Zinc Supplementation

Several studies have suggested an association between zinc deficiency and pregnancy-induced hypertension. Several studies reported reduced plasma and leukocyte zinc levels, as well as reduced placental zinc levels in patients with pregnancy-induced hypertension compared with those in normotensive pregnancies.73 To date, there are two randomized trials evaluating the benefits of zinc supplementation during pregnancy. Hunt and associates74 reported a reduced incidence of pregnancy-induced hypertension among Mexican-American women who received zinc supplementation. However, Mahomed and colleagues75 found no reduction in incidence of preeclampsia among British women who received such supplementation. These differences may be related to baseline zinc status between the two study populations. Thus, more data are needed to establish any potential benefits from routine zinc supplementation in pregnancy.

Fish Oil Supplementation

There are no randomized controlled trials describing the efficacy of fish oil supplementation in preventing preeclampsia. However, there are few reports describing an association between consumption of diets rich with fish oil and lower incidences of preeclampsia and fetal growth retardation.76,77 There is also some evidence from an old uncontrolled trial77 suggesting that nutritional supplementation with several nutrients and vitamins including fish oil resulted in lower incidence of preeclampsia in 1530 nulliparous women. Nevertheless, this trial demonstrated no reduction in the incidence of pregnancy-induced hypertension and no reduction of preeclampsia in 980 multiparous women receiving such supplementation. It is important to note that the patients receiving supplementation had different prenatal follow-up than those in the control group. In addition, the diagnosis of pregnancy-induced hypertension and preeclampsia were not well-defined. Recently there have been three randomized trials in the literature that show no reduction in the incidence of preeclampsia.78,79,80

Calcium Supplementation

There are at least 11 placebo-controlled trials evaluating calcium supplementation during pregnancy. The results of these trials were conflicting, but overall showed no reduction in the incidence of preeclampsia.81 Of note is the trial sponsored by the NICHD that included 4589 healthy nulliparous women revealed no reduction in rate of preeclampsia.82

Low-Dose Aspirin

Most randomized trials for the prevention of preeclampsia have used low-dose aspirin.81 Results of early single-center trials demonstrated an average reduction of 70% with low-dose aspirin. However, results of eight recent large trials that included more than 30,000 women demonstrated minimal to no benefit.83,84,85,86,87,88 A recent large, multicenter, NICHD-sponsored study that included 2539 women with either pregestational insulin-treated diabetes mellitus, chronic hypertension, multifetal gestation, or preeclampsia in a previous pregnancy showed no beneficial effects from low-dose aspirin in these women at such high risk.83 There is however, a suggestion that low-dose aspirin improves pregnancy outcome in women with persistent elevations in uterine Doppler resistance index at both 18 and 24 weeks' gestation.89


There is a very recent trial that demonstrated reduced rates of preeclampsia with vitamins C and E in women identified as at risk by means of abnormal uterine Doppler studies90 (increased resistance index and presence of notch). However, there was no improvement in perinatal outcome in the vitamin supplemental group.

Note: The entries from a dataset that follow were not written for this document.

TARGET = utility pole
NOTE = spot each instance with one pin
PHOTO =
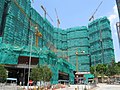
(30, 61)
(118, 31)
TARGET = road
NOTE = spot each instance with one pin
(72, 87)
(107, 87)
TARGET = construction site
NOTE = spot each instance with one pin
(28, 40)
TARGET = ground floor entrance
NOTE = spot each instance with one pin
(63, 77)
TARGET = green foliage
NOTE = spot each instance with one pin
(109, 70)
(42, 73)
(47, 74)
(3, 74)
(92, 69)
(101, 69)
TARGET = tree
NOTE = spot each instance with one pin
(3, 74)
(101, 69)
(47, 74)
(112, 69)
(42, 73)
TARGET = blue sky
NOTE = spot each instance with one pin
(77, 13)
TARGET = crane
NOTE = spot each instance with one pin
(38, 34)
(92, 17)
(45, 13)
(58, 21)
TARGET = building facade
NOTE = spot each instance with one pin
(24, 33)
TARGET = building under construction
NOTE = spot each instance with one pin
(25, 35)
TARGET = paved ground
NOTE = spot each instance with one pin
(72, 87)
(107, 87)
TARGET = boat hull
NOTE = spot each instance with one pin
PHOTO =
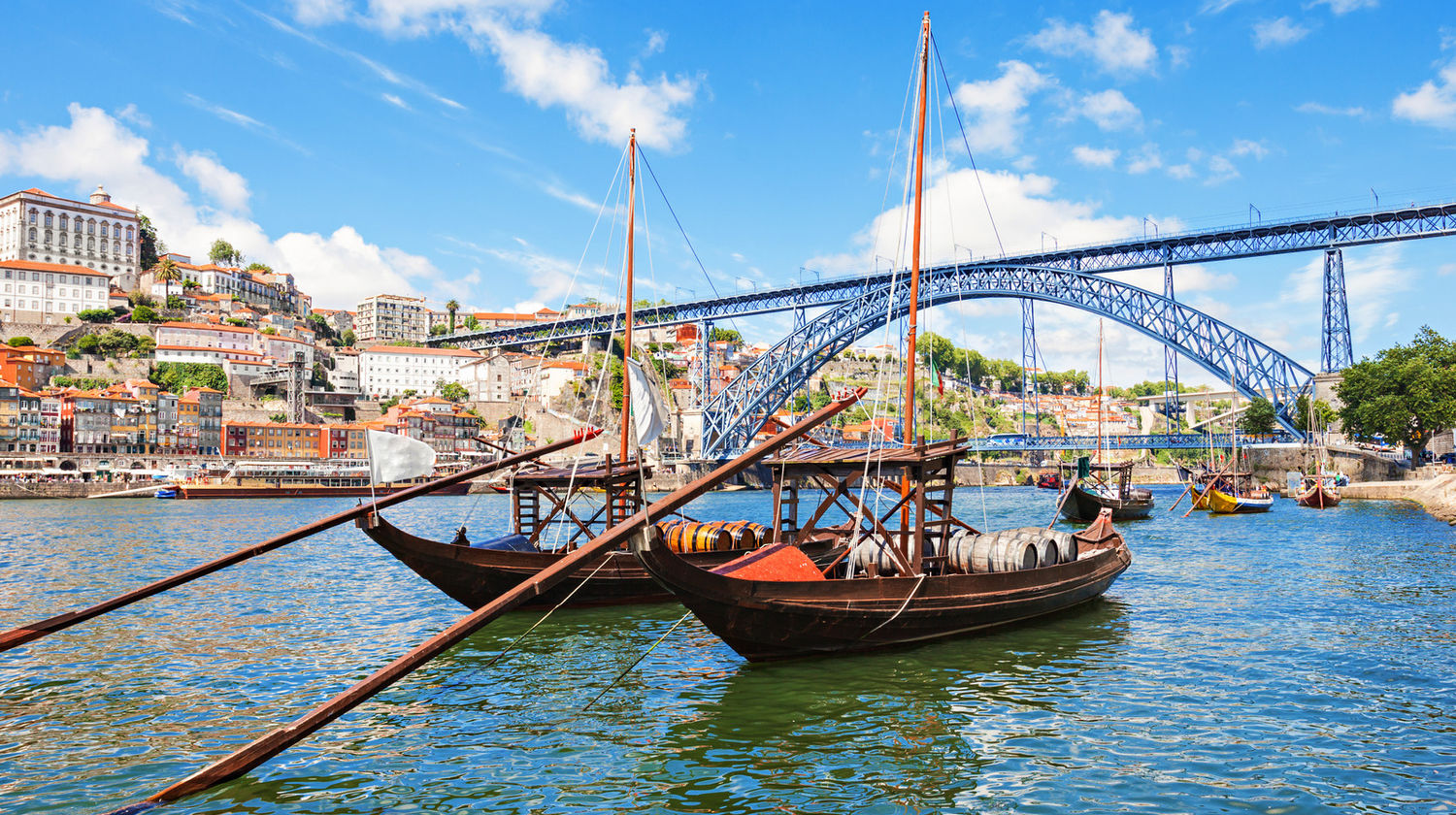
(195, 492)
(1318, 497)
(1225, 504)
(1083, 505)
(768, 620)
(475, 576)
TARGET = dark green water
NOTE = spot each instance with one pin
(1298, 661)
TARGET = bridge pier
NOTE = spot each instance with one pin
(1337, 351)
(1028, 366)
(1171, 395)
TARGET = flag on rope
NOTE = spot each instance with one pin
(646, 405)
(398, 457)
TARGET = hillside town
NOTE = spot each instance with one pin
(125, 358)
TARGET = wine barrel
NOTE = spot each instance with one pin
(1002, 552)
(686, 536)
(743, 535)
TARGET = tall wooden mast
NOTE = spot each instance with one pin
(914, 238)
(626, 341)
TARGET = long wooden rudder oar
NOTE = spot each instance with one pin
(51, 625)
(282, 738)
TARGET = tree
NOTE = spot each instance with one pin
(454, 392)
(1258, 416)
(1406, 393)
(221, 252)
(166, 271)
(150, 246)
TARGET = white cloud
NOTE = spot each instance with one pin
(1109, 111)
(1345, 6)
(1330, 110)
(1024, 207)
(574, 78)
(95, 147)
(1281, 31)
(1094, 156)
(217, 182)
(1245, 147)
(577, 79)
(1433, 104)
(996, 105)
(1220, 169)
(319, 12)
(1111, 43)
(1147, 157)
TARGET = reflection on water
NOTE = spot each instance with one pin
(1296, 661)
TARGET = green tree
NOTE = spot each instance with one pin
(166, 271)
(454, 392)
(150, 247)
(223, 253)
(1406, 393)
(1258, 416)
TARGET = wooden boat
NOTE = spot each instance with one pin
(1318, 492)
(1223, 503)
(910, 570)
(1104, 486)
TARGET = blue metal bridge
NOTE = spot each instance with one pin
(1071, 277)
(1225, 244)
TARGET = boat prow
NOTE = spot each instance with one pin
(782, 613)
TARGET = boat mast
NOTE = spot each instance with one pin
(914, 241)
(626, 341)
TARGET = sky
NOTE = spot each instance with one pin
(474, 148)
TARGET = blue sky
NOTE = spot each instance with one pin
(462, 148)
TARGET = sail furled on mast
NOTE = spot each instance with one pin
(646, 405)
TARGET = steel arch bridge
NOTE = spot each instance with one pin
(739, 410)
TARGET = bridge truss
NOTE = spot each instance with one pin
(1252, 241)
(740, 409)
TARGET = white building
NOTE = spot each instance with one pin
(390, 370)
(390, 317)
(32, 291)
(47, 229)
(488, 378)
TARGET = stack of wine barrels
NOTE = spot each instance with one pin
(716, 536)
(1009, 550)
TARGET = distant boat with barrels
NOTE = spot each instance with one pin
(1092, 488)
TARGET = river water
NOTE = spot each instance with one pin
(1299, 661)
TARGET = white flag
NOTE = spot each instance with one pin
(395, 457)
(646, 405)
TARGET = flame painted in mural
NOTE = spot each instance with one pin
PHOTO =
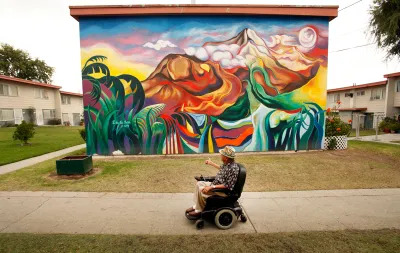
(167, 85)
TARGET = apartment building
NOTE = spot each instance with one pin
(36, 102)
(368, 102)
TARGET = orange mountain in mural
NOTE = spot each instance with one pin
(185, 83)
(207, 80)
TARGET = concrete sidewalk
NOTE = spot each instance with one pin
(384, 138)
(163, 213)
(38, 159)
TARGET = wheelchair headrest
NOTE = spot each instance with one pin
(238, 188)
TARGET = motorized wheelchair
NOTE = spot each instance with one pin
(224, 211)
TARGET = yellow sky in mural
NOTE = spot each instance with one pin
(116, 62)
(314, 90)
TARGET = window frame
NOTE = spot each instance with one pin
(1, 114)
(7, 87)
(40, 93)
(381, 92)
(65, 100)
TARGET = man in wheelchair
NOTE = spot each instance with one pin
(216, 197)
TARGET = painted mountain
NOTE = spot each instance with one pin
(249, 91)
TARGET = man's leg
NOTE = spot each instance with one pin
(199, 198)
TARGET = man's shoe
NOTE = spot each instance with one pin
(194, 214)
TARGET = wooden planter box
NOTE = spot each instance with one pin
(72, 165)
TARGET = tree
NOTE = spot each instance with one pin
(24, 132)
(18, 63)
(385, 25)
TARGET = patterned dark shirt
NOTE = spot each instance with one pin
(227, 175)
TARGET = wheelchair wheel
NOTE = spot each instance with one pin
(199, 224)
(224, 218)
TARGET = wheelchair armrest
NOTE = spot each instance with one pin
(202, 178)
(225, 190)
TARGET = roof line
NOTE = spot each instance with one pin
(360, 86)
(20, 80)
(330, 11)
(71, 93)
(392, 75)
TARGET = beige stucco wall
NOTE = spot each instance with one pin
(359, 101)
(26, 99)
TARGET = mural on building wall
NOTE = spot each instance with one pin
(193, 84)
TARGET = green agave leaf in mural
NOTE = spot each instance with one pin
(280, 101)
(137, 91)
(142, 123)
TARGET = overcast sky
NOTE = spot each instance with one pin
(45, 30)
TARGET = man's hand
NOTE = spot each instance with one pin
(207, 190)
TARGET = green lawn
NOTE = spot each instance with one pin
(376, 241)
(364, 132)
(363, 165)
(46, 139)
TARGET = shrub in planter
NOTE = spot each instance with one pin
(54, 121)
(388, 125)
(24, 132)
(82, 132)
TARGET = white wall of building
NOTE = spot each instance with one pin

Hypertensive disorders are the most common medical complication of pregnancy. The spectrum of disease ranges from mildly elevated blood pressure with minimal clinical significance to severe hypertension and multiorgan dysfunction. The incidence of disease is dependent on many different demographic parameters, including maternal age, race, and associated underlying medical conditions. Understanding the disease process and the impact of hypertensive disorders on pregnancy is of the utmost importance, because these disorders remain a major cause of maternal and perinatal morbidity and mortality worldwide.